Why Soccer Fails to Capture the Interest of Americans

There’s been a lot of discussion lately about why Americans will never embrace the sport of “football.” The most common theory seems to relate to the length-of-play to points scored ratio (as seen on facebook: How is watching soccer like going to the disco? Everybody gets all sweaty, and nobody scores).

I have a different theory, which relates to the American ideal of fairness, especially in sport.

Soccer as it is today is just too subjective.

Firstly: What’s up with the “extra time” tacked on to the end of the game, supposedly reflecting the amount of time lost for fouls, injuries, out-of-bounds, etc.? It seems to me like an opportunity ripe for corruption, as well as completely subjective (who makes that decision anyway? does anybody know?) Now I can understand that this might have been a relevant approach I don’t know, back before we had clocks, but here we are in the 21st century, with laser technology and timers that can place swimmers and skiers within thousandths of seconds, but we can’t stop the time when the ball goes out of bounds? Maybe they could talk to someone, like the NBA or the NFL, and ask them how they do it.

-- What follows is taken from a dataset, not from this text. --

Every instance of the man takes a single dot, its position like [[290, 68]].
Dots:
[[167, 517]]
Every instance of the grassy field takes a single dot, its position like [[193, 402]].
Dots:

Secondly: what gets called a foul and what doesn’t? You can watch 10 minutes of soccer and there are 30 whistles; for the next 30 minutes, while the players wrestle each other to the ground, kick each other in the jaw, or throw themselves to the grass in a writhing squirming heap because someone came into their airspace, nary a whistle is blown.

Thirdly: the continued insistence on refusing to use video technology to review mildly important calls, you know, like questionable goals in international competition.

Vague, arbitrary, archaic. Not fair.

In a related story, the president of FIFA has apologized for the refereeing errors, and vowed that the discussion regarding the use of video technology will be reopened in July (after the World Cup is over; that should help). He insists, though, that this discussion is only going to be regarding what he refers to as “goal-line technology.” While that’s a start, I don’t think it goes far enough. Could someone at least hand someone a stopwatch?